Branford Marsalis on the state of jazz education

Branford Marsalis will be performing at the Calgary jazz festival. Here are some excerpts from his interview in the Calgary Herald:

For the 48-year-old saxophonist, composer, teacher and leader of the Branford Marsalis Quartet, the importance of learning from those who have gone before--not only with regard to musical refinement but also the spirit of community that lies close to the heart of the jazz music-making experience --is largely lost on the average young, well-schooled jazz musician of today, for whom the rush instead to be considered a new and unique voice is paramount.
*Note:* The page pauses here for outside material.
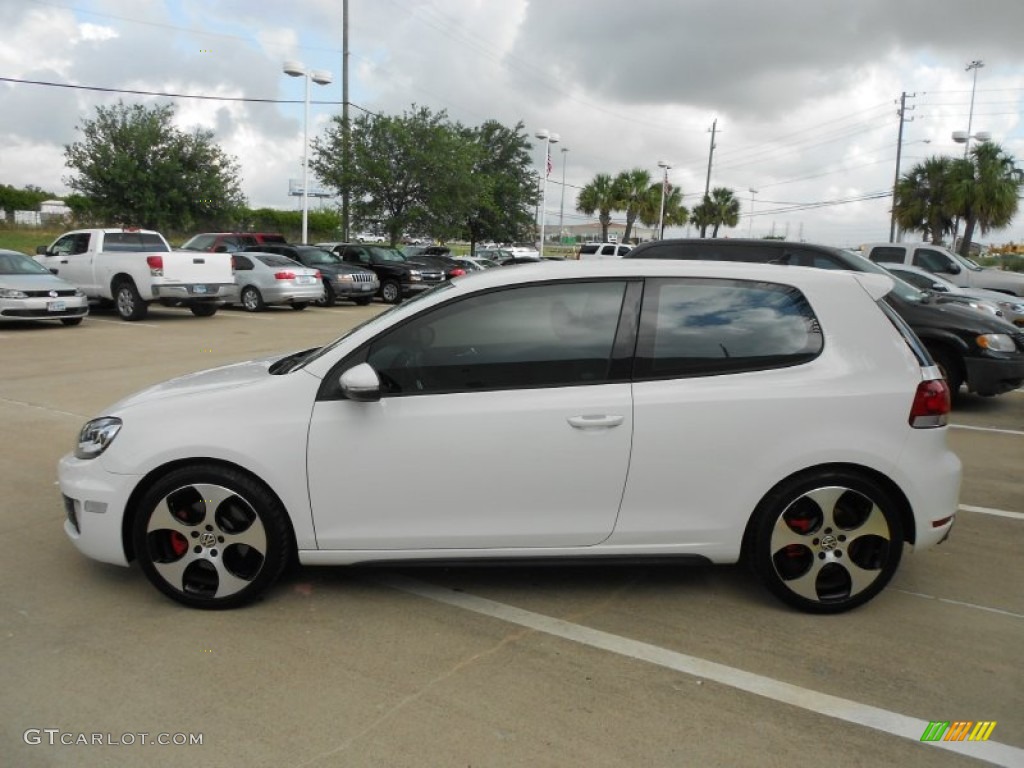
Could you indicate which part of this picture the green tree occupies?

"They're not in it for the tradition," the famous musician says, pointing out that the current artistic climate in the United States, which he sees as being shaped by "40 years of cultural narcissism," is largely to blame.

By the time the 1970s rolled round, he says, "the idea of jazz being reflective of a community and jazz being a sound where a solo was an integral part of the music but not the main issue" had evolved (at least insofar as the average jazz student was concerned) into the notion of the solo as "the only part of jazz they were interested in."

"The idea of playing with other musicians and playing together--all of those things had been pushed aside for a more self-absorbed philosophy based on a mastery of patterns and scales that work on chord progressions, et cetera, et cetera."

"It really depends on how the teacher is teaching as to whether it's important, but what I often tell my students is if architecture or aviation or engineering was taught the way jazz was taught there would be planes and buildings falling out of the sky. They'd just be crumbling everywhere, because the jazz version of (teaching) architecture is, 'Sure the Greeks had something important, sure the Egyptians developed certain structural things but we don't need to study it because it's not current. We're going to start around 1970'--and I don't have to tell you the end conclusion to that."

"I was lousy when I started, which the records bear out," Marsalis says. "But when I had the privilege of meeting people like Art Blakey and he would say to me, 'You don't have enough sound' and Dizzie Gillespie would say 'You need to learn the blues,' I didn't just say, 'Oh, they're just jealous because they're old.'

"I didn't make up an excuse to dismiss the central theme of what they were saying--which is something that was popular among my generation, to ignore those guys.

"A lot of musicians were more interested in getting gigs than they were in becoming competent and really good at what they do."

I go back and forth on my thoughts About his views on education and contemporary jazz. I see a point in what he's saying (particularly on the over emphasis of the solo and the importance of ensemble playing), however, as Bill Harrison wrote, there are times when Branford bugs me.